Despite their historical significance, approximately 80 percent of Beijing’s hutong neighborhoods have been torn down over the past three decades to make way for high-rises. And those, like Dongcheng, that haven’t been razed are changing dramatically, as the government and private homeowners demolish old structures and build new ones, often in an “ancient” style, that become boutiques, bars, and luxury homes, complete with modern, stainless-steel appliances, designed for foreigners and Beijing’s growing upper-middle class. Throughout the hutongs, however, remnants of the city’s past are still visible.
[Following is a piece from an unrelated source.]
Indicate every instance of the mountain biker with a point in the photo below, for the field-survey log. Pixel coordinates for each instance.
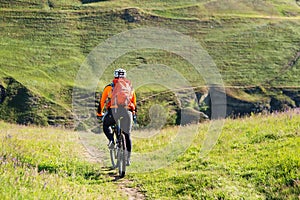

When most single-family courtyard homes became multifamily buildings in the 1950s, each family was given only one room to live in. To expand their spaces, residents built bedrooms and kitchens that extended into public lanes; these ad hoc structures have since become permanent parts of hutong homes.
Though gas officially replaced coal fuel in Beijing homes in the 1980s (when soaring pollution from coal fires forced the government to take action), most people living in hutongs still use pressed-coal “honeycombs” to heat their homes. These also keep a kettle or a pot of soup simmering all day long.
Because of the high cost of living in Beijing, a great number of hutong residents live in small apartments with enough space for only a bed, a table, and a television. In lieu of a full, indoor kitchen, many keep a propane stove just outside their front door, where they can stir-fry their meals quickly.